I was given my first car, a 1960 Corvair, in 1971. However, before I could drive it, I had to do an engine overhaul (a piston ring broke, and a piece worked its way to the combustion chamber, where it bounced around some. However, the head was still usable with a valve job, farmed out to the local machine shop). I also had to do a brake job as well, since the brake linings were paper thin. Not having much money, it had to wait until I found a job (several months later). Luckily, to guide me through the process I had the Clymer Corvair book, and my dad, who was one of those people who had a real mechanical (and electronic) talent. I did make some mistakes on that car, such as over-honing a cylinder, resulting in a piston slap which persisted for about 40,000 miles until it died horribly one day. Nice thing about an air-cooled car...I was able to drop in a new cylinder and piston, clean out the bits from the oil pan, and off I went again.
__________________ "We are forces of chaos and anarchy. Everything they say we are we are, and we are very proud of ourselves!" -- Jefferson Airplane
Dick Naugle says: 1. Prepare food fresh. 2. Serve customers fast. 3. Keep place clean.
my dad was a mechanic for many years, until computers took over vehicles. he went fully to body work after that. he did it all tho...cars, plumbing, (garage and home)building, paving, etc. he pulled from the woods(w/ a tree growing thru it) and restored a 1946 chevy p/u. he won 1st place at a local car show!
i picked up NONE of it! when i started my family, i was constantly running home to dad's garage and tools to do what i could myself to save $$$. by this time, dad couldn't do much(age and health), but he did offer direction and supervision. i quickly came to realize why dad demanded NAPA and original parts. i do use cheap parts, but am very selective as to which ones.
My Dad is a mechanic, and I started "working" in the shop around 5 years old (sorting nuts, bolts, washers, etc...)
I hated it.
Then I had to help at whatever level I was capable of.

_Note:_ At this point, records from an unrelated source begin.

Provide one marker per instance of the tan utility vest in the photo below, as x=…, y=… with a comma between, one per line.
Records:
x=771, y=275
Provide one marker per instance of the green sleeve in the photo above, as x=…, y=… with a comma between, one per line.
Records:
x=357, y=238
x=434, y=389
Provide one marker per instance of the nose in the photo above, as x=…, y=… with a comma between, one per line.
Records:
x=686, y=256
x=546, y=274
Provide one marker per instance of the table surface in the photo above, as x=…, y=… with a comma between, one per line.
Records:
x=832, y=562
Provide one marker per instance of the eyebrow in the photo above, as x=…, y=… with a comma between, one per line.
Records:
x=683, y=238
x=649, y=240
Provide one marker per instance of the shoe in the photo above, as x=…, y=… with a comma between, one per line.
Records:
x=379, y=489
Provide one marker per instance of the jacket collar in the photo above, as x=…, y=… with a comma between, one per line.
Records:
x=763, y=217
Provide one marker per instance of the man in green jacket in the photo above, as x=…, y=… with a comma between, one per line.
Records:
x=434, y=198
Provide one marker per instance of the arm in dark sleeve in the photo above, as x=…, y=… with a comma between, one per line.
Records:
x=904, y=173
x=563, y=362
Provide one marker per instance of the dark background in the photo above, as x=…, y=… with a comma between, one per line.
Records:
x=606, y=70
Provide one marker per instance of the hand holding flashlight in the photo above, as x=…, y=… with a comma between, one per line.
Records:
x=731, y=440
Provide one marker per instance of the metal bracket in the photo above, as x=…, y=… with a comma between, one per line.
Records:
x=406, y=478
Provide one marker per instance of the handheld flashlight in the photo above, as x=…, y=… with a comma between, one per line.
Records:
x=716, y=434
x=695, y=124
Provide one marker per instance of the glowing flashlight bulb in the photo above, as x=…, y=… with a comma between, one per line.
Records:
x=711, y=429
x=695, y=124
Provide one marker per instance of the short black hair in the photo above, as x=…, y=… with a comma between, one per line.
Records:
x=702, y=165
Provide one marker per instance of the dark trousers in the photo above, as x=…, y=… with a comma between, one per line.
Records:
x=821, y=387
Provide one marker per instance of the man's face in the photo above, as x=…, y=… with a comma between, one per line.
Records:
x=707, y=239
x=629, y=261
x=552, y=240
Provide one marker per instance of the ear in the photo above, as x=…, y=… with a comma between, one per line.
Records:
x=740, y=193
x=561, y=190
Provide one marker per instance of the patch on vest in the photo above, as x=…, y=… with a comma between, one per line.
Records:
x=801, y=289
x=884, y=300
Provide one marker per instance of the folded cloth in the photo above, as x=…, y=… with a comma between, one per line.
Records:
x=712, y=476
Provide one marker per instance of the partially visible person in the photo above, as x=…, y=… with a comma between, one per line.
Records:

I was given a '66 Microbus when I was 15 that didn't run, so I took it apart, almost literally every nut, and bolt, and rebuilt it, from the rod bearings out.

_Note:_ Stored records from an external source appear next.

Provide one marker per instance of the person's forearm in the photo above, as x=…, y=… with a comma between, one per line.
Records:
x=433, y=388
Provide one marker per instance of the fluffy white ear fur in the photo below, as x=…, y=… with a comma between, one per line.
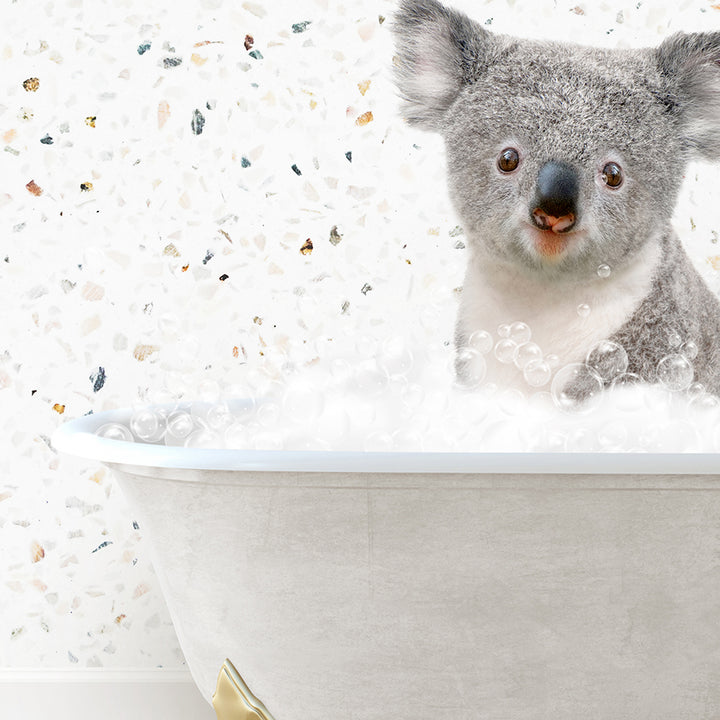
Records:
x=437, y=53
x=692, y=64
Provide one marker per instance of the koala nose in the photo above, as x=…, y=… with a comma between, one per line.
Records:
x=556, y=195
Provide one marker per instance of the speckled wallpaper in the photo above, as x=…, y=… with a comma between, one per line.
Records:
x=187, y=188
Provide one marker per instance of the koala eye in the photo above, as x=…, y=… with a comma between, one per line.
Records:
x=612, y=175
x=509, y=160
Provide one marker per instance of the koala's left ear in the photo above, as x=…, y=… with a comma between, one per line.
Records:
x=691, y=65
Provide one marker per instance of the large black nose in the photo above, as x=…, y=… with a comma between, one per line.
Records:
x=556, y=197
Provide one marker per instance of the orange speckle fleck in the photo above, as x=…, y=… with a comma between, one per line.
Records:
x=37, y=551
x=142, y=352
x=364, y=119
x=34, y=189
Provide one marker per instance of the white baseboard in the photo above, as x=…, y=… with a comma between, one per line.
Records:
x=93, y=693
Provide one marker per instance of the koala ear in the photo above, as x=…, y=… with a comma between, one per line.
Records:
x=438, y=51
x=691, y=65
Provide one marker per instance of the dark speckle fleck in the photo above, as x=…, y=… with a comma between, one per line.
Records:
x=198, y=122
x=98, y=379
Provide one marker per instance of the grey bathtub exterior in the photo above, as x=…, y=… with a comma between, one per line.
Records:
x=496, y=587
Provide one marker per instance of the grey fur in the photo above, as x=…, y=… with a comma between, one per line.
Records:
x=655, y=109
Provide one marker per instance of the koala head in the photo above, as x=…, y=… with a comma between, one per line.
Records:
x=561, y=158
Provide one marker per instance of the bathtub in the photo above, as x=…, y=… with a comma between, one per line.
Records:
x=430, y=586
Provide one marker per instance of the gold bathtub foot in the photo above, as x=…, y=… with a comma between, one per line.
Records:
x=233, y=700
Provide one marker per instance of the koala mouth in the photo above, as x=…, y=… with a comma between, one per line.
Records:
x=557, y=225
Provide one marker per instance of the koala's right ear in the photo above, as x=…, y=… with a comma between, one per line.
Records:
x=439, y=50
x=691, y=65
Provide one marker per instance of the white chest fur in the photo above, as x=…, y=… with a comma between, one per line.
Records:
x=566, y=319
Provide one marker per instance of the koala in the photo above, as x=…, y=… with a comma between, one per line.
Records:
x=564, y=165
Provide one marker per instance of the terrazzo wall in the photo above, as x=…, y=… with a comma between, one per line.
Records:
x=188, y=193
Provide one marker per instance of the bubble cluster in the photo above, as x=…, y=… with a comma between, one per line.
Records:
x=393, y=395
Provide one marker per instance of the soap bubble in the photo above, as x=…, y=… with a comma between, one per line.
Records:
x=675, y=372
x=179, y=425
x=481, y=340
x=471, y=367
x=689, y=350
x=604, y=271
x=114, y=431
x=695, y=389
x=366, y=346
x=537, y=373
x=576, y=388
x=520, y=333
x=608, y=359
x=395, y=357
x=505, y=350
x=202, y=438
x=526, y=353
x=145, y=424
x=704, y=402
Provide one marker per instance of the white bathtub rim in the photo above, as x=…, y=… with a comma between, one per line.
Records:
x=77, y=437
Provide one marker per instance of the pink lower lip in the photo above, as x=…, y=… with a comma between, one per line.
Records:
x=549, y=243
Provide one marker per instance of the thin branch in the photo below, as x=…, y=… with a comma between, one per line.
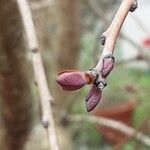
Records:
x=41, y=4
x=100, y=14
x=45, y=96
x=119, y=126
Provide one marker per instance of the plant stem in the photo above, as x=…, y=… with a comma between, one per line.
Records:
x=45, y=96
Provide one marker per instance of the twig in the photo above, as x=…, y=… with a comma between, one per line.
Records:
x=42, y=4
x=100, y=14
x=114, y=125
x=45, y=96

I had to help around the shop, doing everything from honing, hot tanking, machining, to building, tuning, daignosing, to fixing... etc.
I hated it.
However, I'm glad that I learned these skills, and have tuned by using all of my senses (yeah, even taste). That gave me a good base to move on to ECUs, and such.
When my parents got divorced, I lived in the shop with my Dad, sleeping under the lift.
I still don't like working on cars, but it's a means to an end.
I do enjoy upgrading, when I have the right tools, though!
I've worked on 1,2,4,5,6, and 8 cylinders, 2, and 4 stroke from 49cc to 500ish cubic inches (I don't remember exactly, it was a Cadillac).
Well I haven't been on here in a wile, but I'll toss in my start.
I have always enjoyed taking things apart, seeing how they work, and putting them back together.
When I got a car I did the same. I picked up a manual (for my personal confidence, as cars cost more than old record players) and slowly got together the necessary tools (a lot from flea markets and yard sales). I've never gone to a mechanic for anything but an inspection sticker (come Sep, I think I may need to learn how to do at home too).